Designing Any Imaging System from Natural Language: Agent-Constrained Composition over a Finite Primitive Basis
This addresses the expertise bottleneck in computational imaging, enabling broader scientific community access to prototyping imaging instruments, though it appears incremental as it builds on existing concepts with a novel automated approach.
The paper tackles the problem of designing computational imaging systems, which typically requires weeks of specialist effort, by introducing an automated pipeline that translates natural-language descriptions into validated forward models with bounded reconstruction error. The result is a system that matches expert-library quality (98.1 +/- 4.2%) across 6 real-data modalities and demonstrates compositional reach with 10 novel designs.

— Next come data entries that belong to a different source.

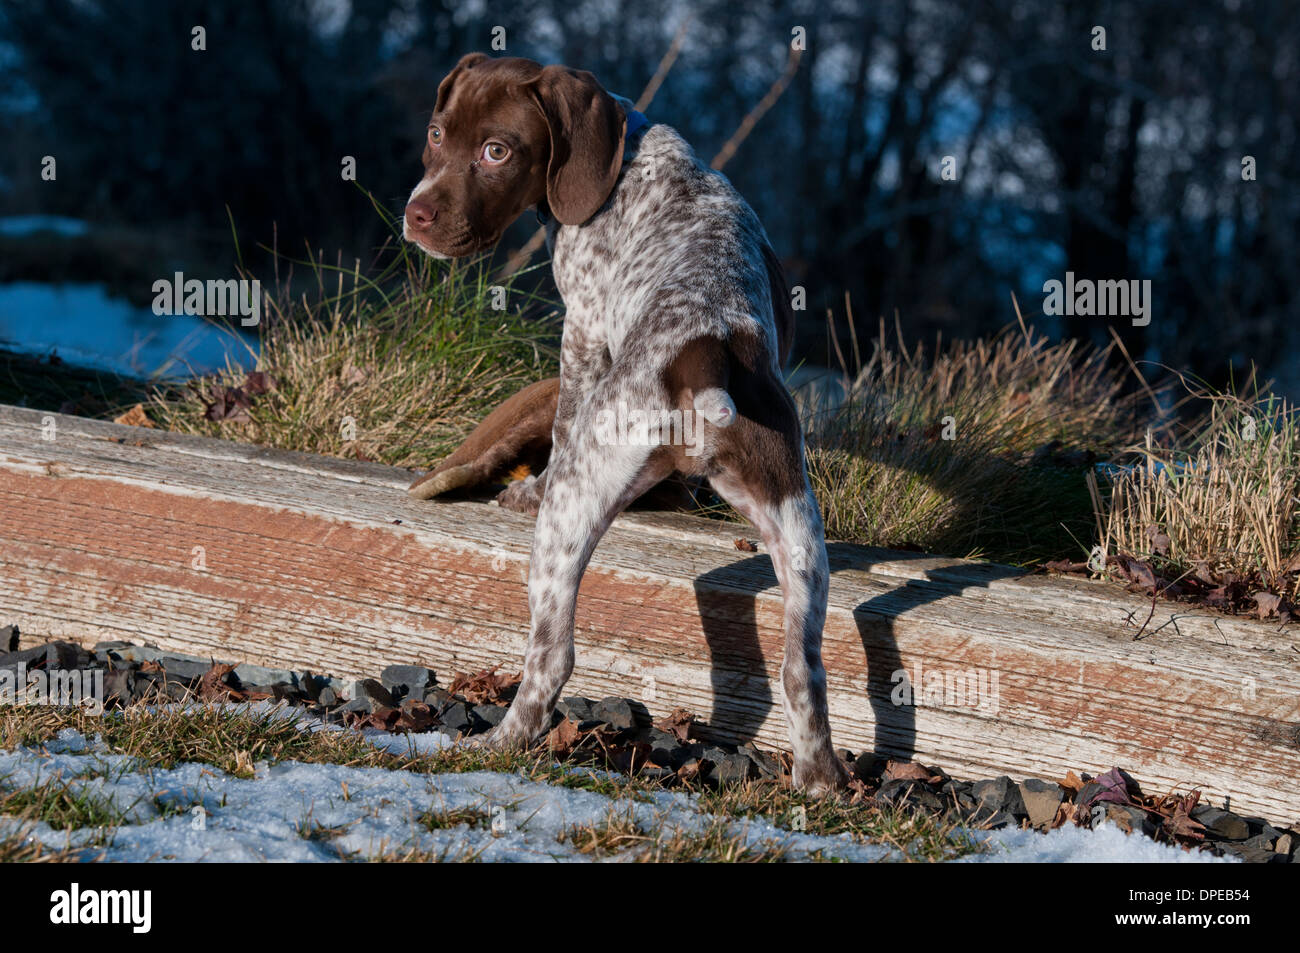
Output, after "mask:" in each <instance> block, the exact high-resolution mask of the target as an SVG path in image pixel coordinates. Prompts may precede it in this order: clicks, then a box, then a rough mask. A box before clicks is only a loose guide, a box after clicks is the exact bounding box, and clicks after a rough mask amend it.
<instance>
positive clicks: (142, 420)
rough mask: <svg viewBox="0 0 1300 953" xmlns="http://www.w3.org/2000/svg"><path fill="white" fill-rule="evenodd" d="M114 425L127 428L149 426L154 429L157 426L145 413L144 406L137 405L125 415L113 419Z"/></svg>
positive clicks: (131, 408)
mask: <svg viewBox="0 0 1300 953" xmlns="http://www.w3.org/2000/svg"><path fill="white" fill-rule="evenodd" d="M113 423H114V424H125V425H126V426H147V428H149V429H153V428H155V426H156V425H155V424H153V421H152V420H149V416H148V415H147V413H146V412H144V404H135V406H134V407H131V408H130V410H129V411H126V412H125V413H121V415H118V416H116V417H113Z"/></svg>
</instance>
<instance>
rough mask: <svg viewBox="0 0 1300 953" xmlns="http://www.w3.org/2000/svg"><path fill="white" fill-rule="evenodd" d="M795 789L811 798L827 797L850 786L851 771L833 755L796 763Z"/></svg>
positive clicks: (816, 758)
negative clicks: (813, 760)
mask: <svg viewBox="0 0 1300 953" xmlns="http://www.w3.org/2000/svg"><path fill="white" fill-rule="evenodd" d="M792 781H793V783H794V787H796V788H798V789H800V790H802V792H803V793H805V794H807V796H809V797H826V796H828V794H833V793H836V792H837V790H842V789H844V788H846V787H848V785H849V771H848V768H846V767H845V766H844V764H841V763H840V759H839V758H836V757H835V755H833V754H831V755H829V757H820V758H816V759H815V761H811V762H800V761H796V762H794V775H793V777H792Z"/></svg>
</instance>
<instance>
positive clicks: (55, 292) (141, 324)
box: [0, 282, 256, 380]
mask: <svg viewBox="0 0 1300 953" xmlns="http://www.w3.org/2000/svg"><path fill="white" fill-rule="evenodd" d="M0 347H3V348H6V350H10V351H18V352H25V354H49V352H51V351H53V352H56V354H57V355H59V356H60V358H62V359H64V360H65V361H68V363H69V364H75V365H79V367H87V368H95V369H99V371H109V372H113V373H117V374H122V376H126V377H135V378H140V380H149V378H178V377H190V376H194V374H201V373H208V372H211V371H217V369H220V368H222V367H225V365H226V361H227V360H229V361H230V363H233V364H239V365H243V367H252V364H253V360H255V355H256V341H255V339H253V338H251V337H247V335H243V334H239V333H237V332H231V330H229V329H226V328H222V326H218V325H214V324H212V322H209V321H207V320H204V319H201V317H195V316H192V315H175V316H173V315H155V313H153V312H152V309H149V308H142V307H139V306H135V304H131V303H130V302H126V300H122V299H120V298H110V296H109V295H108V294H107V291H105V290H104V286H101V285H91V283H87V285H43V283H36V282H13V283H8V285H0Z"/></svg>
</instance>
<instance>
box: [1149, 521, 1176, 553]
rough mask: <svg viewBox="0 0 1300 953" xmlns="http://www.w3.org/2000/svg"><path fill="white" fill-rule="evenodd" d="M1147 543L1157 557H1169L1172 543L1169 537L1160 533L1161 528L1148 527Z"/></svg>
mask: <svg viewBox="0 0 1300 953" xmlns="http://www.w3.org/2000/svg"><path fill="white" fill-rule="evenodd" d="M1147 542H1148V543H1149V545H1151V551H1152V553H1154V554H1156V555H1157V556H1167V555H1169V547H1170V545H1171V543H1170V541H1169V536H1166V534H1165V533H1162V532H1160V527H1147Z"/></svg>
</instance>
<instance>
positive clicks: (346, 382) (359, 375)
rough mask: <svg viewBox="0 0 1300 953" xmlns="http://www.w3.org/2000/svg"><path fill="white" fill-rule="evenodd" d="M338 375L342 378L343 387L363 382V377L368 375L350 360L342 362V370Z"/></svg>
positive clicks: (358, 383)
mask: <svg viewBox="0 0 1300 953" xmlns="http://www.w3.org/2000/svg"><path fill="white" fill-rule="evenodd" d="M339 376H341V377H342V378H343V386H344V387H355V386H356V385H357V384H365V378H367V377H368V374H367V373H365V372H364V371H361V368H359V367H356V365H355V364H354V363H352V361H347V363H346V364H343V371H342V372H341V373H339Z"/></svg>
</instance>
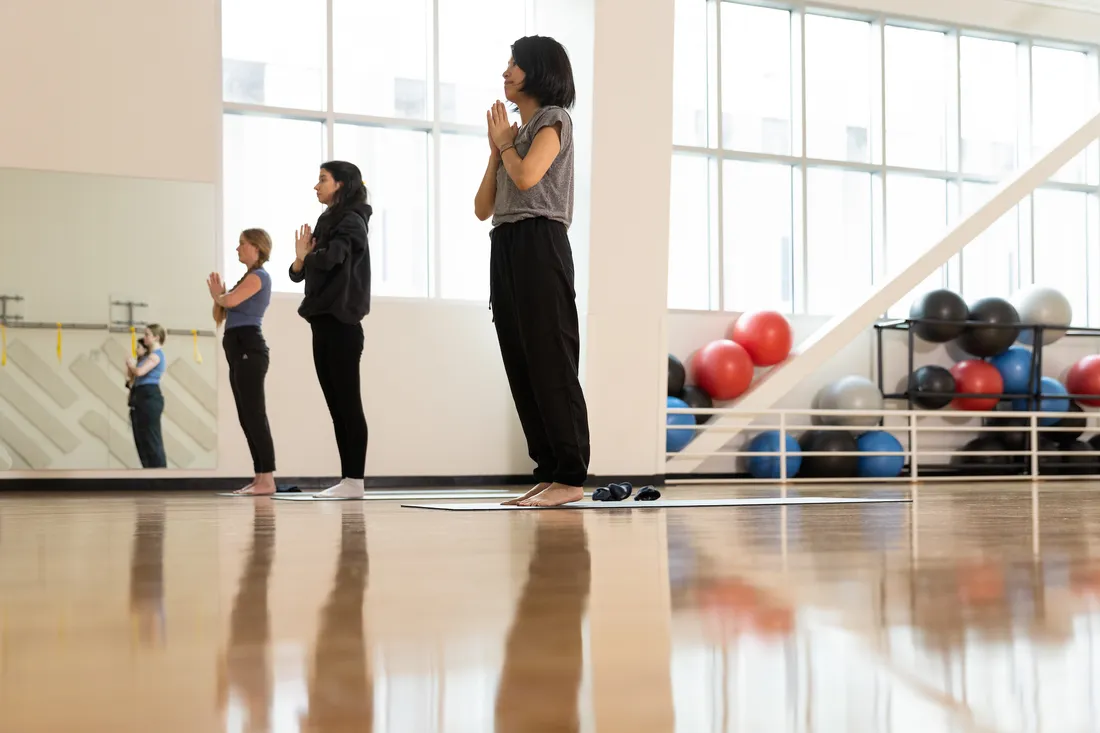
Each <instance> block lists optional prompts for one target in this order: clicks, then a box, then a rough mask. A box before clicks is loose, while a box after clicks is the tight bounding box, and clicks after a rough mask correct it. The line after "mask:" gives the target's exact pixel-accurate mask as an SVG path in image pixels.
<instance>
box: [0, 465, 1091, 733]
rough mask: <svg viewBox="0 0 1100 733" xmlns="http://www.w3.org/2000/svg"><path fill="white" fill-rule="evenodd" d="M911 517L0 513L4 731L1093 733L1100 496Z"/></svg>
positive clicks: (350, 509) (41, 509)
mask: <svg viewBox="0 0 1100 733" xmlns="http://www.w3.org/2000/svg"><path fill="white" fill-rule="evenodd" d="M803 491H804V492H805V493H813V494H814V495H823V494H824V493H825V492H824V491H820V490H813V491H812V492H810V491H806V490H805V489H804V488H803ZM832 491H834V492H838V493H847V494H849V495H854V494H856V493H857V492H860V491H867V489H865V488H857V489H850V490H848V491H843V490H837V489H833V490H832ZM872 491H873V490H872ZM883 491H886V490H883ZM889 491H894V492H895V491H899V489H897V488H891V489H890V490H889ZM669 493H670V494H675V495H683V496H714V495H728V494H729V493H730V490H729V489H723V490H706V489H672V490H670V491H669ZM757 493H758V492H755V495H756V494H757ZM667 495H668V494H667ZM915 499H916V501H915V502H914V503H912V504H868V505H824V506H788V507H742V508H701V510H668V511H657V510H653V508H649V507H647V508H638V510H632V511H631V510H629V508H621V510H619V508H614V510H604V511H599V512H514V513H505V512H488V513H469V514H467V513H459V514H455V513H442V512H423V511H416V510H405V508H401V507H400V506H399V505H398V504H397V503H389V502H370V503H360V502H342V503H295V502H273V501H271V500H266V499H261V500H235V499H221V497H212V496H209V495H207V494H200V493H188V494H167V493H161V494H143V495H119V494H113V495H85V496H79V495H76V496H75V495H55V494H47V493H43V494H35V495H17V494H0V731H2V732H3V733H9V732H11V733H40V732H41V733H45V732H46V731H48V732H51V733H53V732H55V731H81V732H91V731H110V732H112V733H117V732H130V731H133V732H139V731H140V732H142V733H145V732H149V731H156V732H158V733H174V732H176V731H179V732H187V733H196V732H206V731H227V732H232V733H238V732H249V733H261V732H266V731H272V732H275V731H279V732H282V731H311V732H316V733H322V732H328V731H374V732H390V731H394V732H401V733H405V732H408V733H475V732H476V733H484V732H489V731H496V732H498V733H518V732H527V731H532V732H535V731H572V732H576V733H581V732H599V733H606V732H616V733H617V732H619V731H630V732H631V733H649V732H652V733H658V732H660V733H667V732H676V733H712V732H714V733H718V732H720V733H727V732H734V731H736V732H742V731H753V732H755V731H764V732H769V733H770V732H790V733H816V732H820V731H840V732H846V733H847V732H857V731H858V732H862V731H869V732H879V731H881V732H886V731H913V732H920V733H926V732H933V731H997V732H1002V731H1005V732H1007V731H1011V732H1016V731H1055V732H1057V733H1071V732H1077V731H1082V732H1084V731H1100V494H1098V493H1096V492H1093V491H1090V490H1089V489H1088V488H1087V486H1080V485H1052V484H1047V485H1045V486H1043V489H1042V490H1041V491H1038V492H1037V493H1034V494H1033V492H1032V490H1031V488H1030V486H1020V485H1018V484H1011V485H1009V484H1007V485H1003V486H988V485H985V484H982V485H977V486H958V488H952V486H941V485H933V486H926V488H923V489H921V490H920V492H919V494H917V495H916V497H915Z"/></svg>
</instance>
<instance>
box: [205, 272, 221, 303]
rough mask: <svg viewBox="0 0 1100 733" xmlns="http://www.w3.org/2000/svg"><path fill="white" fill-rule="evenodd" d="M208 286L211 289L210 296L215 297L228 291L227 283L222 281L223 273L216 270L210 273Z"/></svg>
mask: <svg viewBox="0 0 1100 733" xmlns="http://www.w3.org/2000/svg"><path fill="white" fill-rule="evenodd" d="M207 288H208V289H209V291H210V297H212V298H215V299H217V298H218V296H219V295H222V294H223V293H224V292H226V284H224V283H222V282H221V275H219V274H218V273H216V272H212V273H210V276H209V277H207Z"/></svg>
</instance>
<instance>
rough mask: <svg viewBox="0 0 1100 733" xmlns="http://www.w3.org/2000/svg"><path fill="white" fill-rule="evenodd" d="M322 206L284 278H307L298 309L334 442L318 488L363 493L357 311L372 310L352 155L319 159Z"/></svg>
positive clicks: (365, 449)
mask: <svg viewBox="0 0 1100 733" xmlns="http://www.w3.org/2000/svg"><path fill="white" fill-rule="evenodd" d="M313 190H316V192H317V200H319V201H320V203H321V204H323V205H324V206H326V207H327V208H326V209H324V212H323V214H321V216H320V218H318V219H317V229H316V230H315V231H311V230H310V228H309V225H306V226H304V227H303V228H301V229H300V230H298V233H297V237H296V239H295V254H296V259H295V261H294V264H292V265H290V280H292V281H294V282H296V283H300V282H301V281H303V280H305V281H306V296H305V297H304V298H303V299H301V305H300V306H299V307H298V315H299V316H301V317H303V318H305V319H306V320H308V321H309V325H310V327H311V328H312V331H313V366H315V368H316V369H317V380H318V381H319V382H320V383H321V391H322V392H323V393H324V402H326V403H328V406H329V415H331V416H332V427H333V428H334V430H335V434H337V447H338V448H339V449H340V464H341V481H340V483H338V484H337V485H334V486H332V488H330V489H327V490H326V491H322V492H321V495H322V496H340V497H359V496H362V495H363V472H364V469H365V468H366V417H365V416H364V415H363V397H362V394H361V393H360V384H359V383H360V378H359V362H360V359H361V358H362V357H363V325H362V320H363V317H364V316H366V314H368V313H370V311H371V251H370V249H368V248H367V239H366V232H367V222H368V221H370V219H371V205H370V204H367V203H366V187H365V186H364V185H363V174H362V173H360V171H359V168H357V167H356V166H354V165H352V164H351V163H345V162H344V161H330V162H329V163H324V164H322V165H321V172H320V175H319V177H318V180H317V185H316V186H313Z"/></svg>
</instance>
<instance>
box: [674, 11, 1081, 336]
mask: <svg viewBox="0 0 1100 733" xmlns="http://www.w3.org/2000/svg"><path fill="white" fill-rule="evenodd" d="M697 1H698V2H705V3H706V6H707V13H706V19H707V28H706V36H707V39H706V43H707V46H708V48H707V58H708V63H707V75H708V76H711V77H715V78H714V81H713V83H708V85H707V88H708V95H707V99H705V100H704V103H703V109H704V111H705V117H706V118H707V119H709V118H711V117H712V116H714V117H716V118H717V120H718V123H717V124H716V125H715V129H713V130H712V131H711V134H709V135H708V140H707V143H708V144H707V145H706V146H700V145H684V144H678V143H673V145H672V151H671V153H672V154H680V155H685V154H690V155H697V156H703V157H706V158H708V160H716V161H717V179H716V182H715V183H714V184H713V185H714V186H716V188H717V192H716V197H717V200H718V201H719V203H720V201H723V200H724V198H723V194H724V186H723V177H724V167H725V166H724V165H723V164H724V162H725V161H741V162H762V163H778V164H783V165H789V166H791V168H792V176H793V179H794V180H795V182H796V183H795V185H800V183H799V182H801V185H802V195H801V197H795V198H796V199H799V198H801V203H796V204H795V207H794V210H793V221H792V229H793V234H794V236H793V238H792V248H793V250H794V251H793V252H792V260H791V261H792V264H793V276H794V289H793V304H794V305H793V308H792V314H790V315H815V316H824V315H835V314H811V313H810V311H809V310H807V302H809V276H810V273H807V271H806V263H807V261H809V249H807V248H809V245H810V242H809V233H810V232H809V223H807V215H809V209H810V205H809V203H807V199H806V195H807V190H806V180H807V173H809V171H810V169H811V168H833V169H840V171H847V172H859V173H868V174H870V175H871V179H872V185H877V186H879V187H881V197H879V200H872V207H871V216H872V221H869V222H868V227H869V229H870V231H871V232H872V237H871V241H872V245H871V247H872V252H871V263H872V272H873V273H875V276H873V282H876V283H878V282H881V278H882V276H883V275H884V273H887V272H889V266H890V263H889V262H888V261H887V252H888V251H889V248H888V245H887V243H886V242H884V237H883V233H884V231H886V221H884V219H886V200H887V196H889V193H888V190H887V188H888V182H889V178H890V175H891V174H894V175H899V174H901V175H916V176H922V177H928V178H939V179H943V180H945V182H946V183H947V189H948V199H949V200H948V218H949V220H952V221H957V220H958V219H957V216H954V215H957V212H959V211H961V210H963V209H961V204H963V185H964V184H965V183H992V184H996V183H999V180H1000V179H999V178H998V177H997V176H993V175H982V174H977V173H969V172H964V171H963V166H961V160H960V158H961V155H960V154H961V144H963V131H961V106H963V105H961V78H963V77H961V68H960V61H961V46H960V44H961V39H963V37H965V36H974V37H978V39H985V40H992V41H1005V42H1011V43H1014V44H1018V57H1019V58H1020V59H1021V62H1020V64H1018V67H1016V83H1018V89H1019V90H1020V92H1019V98H1018V110H1016V111H1018V123H1016V129H1018V135H1016V136H1018V140H1016V160H1018V164H1016V165H1018V168H1016V169H1019V166H1020V165H1021V163H1023V164H1026V162H1027V161H1033V160H1034V157H1033V155H1032V147H1033V144H1032V141H1033V134H1032V125H1031V118H1032V110H1033V100H1032V91H1033V86H1034V79H1033V74H1032V57H1033V56H1032V51H1033V48H1034V47H1036V46H1041V47H1048V48H1054V50H1058V51H1069V52H1076V53H1084V54H1085V55H1086V57H1087V59H1088V70H1089V76H1090V77H1091V78H1090V86H1092V87H1095V94H1096V99H1097V101H1100V45H1088V44H1082V43H1074V42H1066V41H1062V40H1055V39H1047V37H1043V36H1029V35H1022V34H1016V33H1007V32H1003V31H997V30H991V29H987V28H981V26H972V25H964V24H958V23H948V22H937V21H932V20H927V19H922V18H917V17H911V15H899V14H894V13H883V12H867V11H866V10H857V9H850V8H845V7H843V6H829V4H820V3H812V2H800V1H795V2H790V1H788V2H775V1H771V0H697ZM724 6H755V7H763V8H770V9H774V10H781V11H785V12H789V13H791V23H790V25H791V35H792V37H791V74H790V78H791V97H792V107H791V111H792V118H793V119H792V147H791V150H792V152H793V153H796V154H791V155H778V154H771V153H758V152H750V151H745V150H736V149H729V147H726V146H725V140H724V135H723V123H722V120H723V99H722V63H723V47H722V46H723V44H722V40H720V29H722V10H723V7H724ZM807 15H826V17H829V18H837V19H843V20H850V21H858V22H866V23H869V24H870V26H871V53H872V57H873V58H876V59H877V64H873V65H872V66H875V68H872V69H871V76H872V83H871V87H872V89H871V95H872V99H871V120H870V125H871V130H870V141H869V142H870V145H871V157H870V161H871V162H870V163H855V162H849V161H840V160H831V158H816V157H810V156H807V155H806V123H807V110H806V57H805V55H806V33H805V29H806V22H805V21H806V17H807ZM890 25H894V26H901V28H906V29H913V30H921V31H933V32H937V33H944V34H945V37H946V40H947V50H945V54H947V56H946V58H945V61H946V63H947V65H948V66H947V68H948V74H949V75H953V76H954V84H950V81H949V80H948V81H947V83H945V85H944V92H945V96H946V100H945V101H946V106H947V118H948V119H947V129H946V141H945V142H946V149H947V150H946V161H945V166H944V167H943V168H922V167H908V166H897V165H888V164H887V160H888V158H887V150H886V125H887V123H888V120H887V94H888V89H887V83H886V73H887V55H886V33H887V31H886V29H887V26H890ZM948 79H950V76H948ZM793 123H796V124H798V127H794V124H793ZM1098 147H1100V145H1098V143H1093V144H1092V145H1091V146H1090V147H1089V149H1087V151H1086V153H1084V155H1086V156H1087V158H1088V161H1087V164H1086V169H1087V172H1088V175H1087V177H1086V179H1085V183H1070V182H1059V180H1053V182H1046V183H1044V184H1043V185H1042V186H1040V188H1041V189H1060V190H1070V192H1077V193H1085V194H1088V195H1089V196H1090V198H1089V199H1088V200H1089V201H1090V205H1089V210H1090V211H1092V210H1093V209H1097V207H1098V206H1100V203H1098V201H1100V175H1098V171H1100V160H1098V158H1100V155H1098V152H1097V151H1098ZM1090 177H1091V179H1092V180H1095V182H1096V183H1089V179H1090ZM1019 207H1020V214H1019V216H1020V221H1021V226H1020V242H1019V252H1020V258H1019V266H1018V267H1016V271H1015V275H1016V283H1015V287H1018V288H1019V287H1022V286H1025V285H1027V284H1030V283H1031V282H1032V276H1033V273H1034V271H1035V266H1034V265H1035V248H1034V240H1035V230H1034V225H1033V221H1034V217H1033V214H1032V210H1033V201H1032V196H1026V197H1025V198H1024V199H1023V200H1022V201H1021V203H1020V205H1019ZM724 208H725V207H723V206H719V207H718V210H717V211H716V216H715V217H714V218H716V219H717V226H716V228H715V231H717V236H715V234H714V233H712V234H711V238H709V241H708V247H709V249H711V252H712V256H711V259H709V261H711V267H712V271H711V272H709V273H708V276H707V278H706V280H707V282H708V283H709V284H711V293H709V298H708V302H709V308H708V310H713V311H726V310H727V306H726V297H725V288H726V285H725V276H724V274H725V263H724V250H725V247H724V242H723V233H724V232H725V231H726V228H725V216H726V214H725V211H724V210H723V209H724ZM953 216H954V218H953ZM876 217H878V219H879V220H875V219H876ZM1098 223H1100V222H1096V221H1093V219H1092V218H1091V215H1090V218H1089V220H1088V222H1087V230H1086V231H1087V239H1086V241H1085V242H1082V248H1084V252H1082V255H1084V258H1085V261H1084V262H1081V263H1080V265H1081V266H1084V267H1088V283H1089V287H1088V292H1089V300H1088V314H1081V315H1080V320H1081V321H1082V322H1084V321H1086V316H1087V322H1088V324H1089V325H1093V324H1098V322H1100V295H1092V293H1093V292H1095V291H1096V292H1100V271H1098V272H1093V271H1095V270H1097V269H1098V267H1097V265H1098V261H1100V258H1097V256H1096V255H1095V254H1093V253H1090V252H1089V250H1090V247H1091V244H1092V242H1093V241H1097V239H1098V236H1097V234H1098V232H1096V231H1093V229H1095V228H1096V227H1097V225H1098ZM670 239H671V237H670ZM944 272H945V275H944V278H945V286H949V287H953V288H957V287H960V286H961V283H963V282H964V277H963V258H961V253H960V254H957V255H955V256H954V258H952V260H950V261H949V262H948V263H946V265H945V266H944ZM700 280H702V277H701V278H700ZM670 310H672V311H683V313H697V310H694V309H690V308H676V307H671V308H670Z"/></svg>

Designing a computational imaging system -- selecting operators, setting parameters, validating consistency -- requires weeks of specialist effort per modality, creating an expertise bottleneck that excludes the broader scientific community from prototyping imaging instruments. We introduce spec.md, a structured specification format, and three autonomous agents -- Plan, Judge, and Execute -- that translate a one-sentence natural-language description into a validated forward model with bounded reconstruction error. A design-to-real error theorem decomposes total reconstruction error into five independently bounded terms, each linked to a corrective action. On 6 real-data modalities spanning all 5 carrier families, the automated pipeline matches expert-library quality (98.1 +/- 4.2%). Ten novel designs -- composing primitives into chains from 3D to 5D -- demonstrate compositional reach beyond any single-modality tool.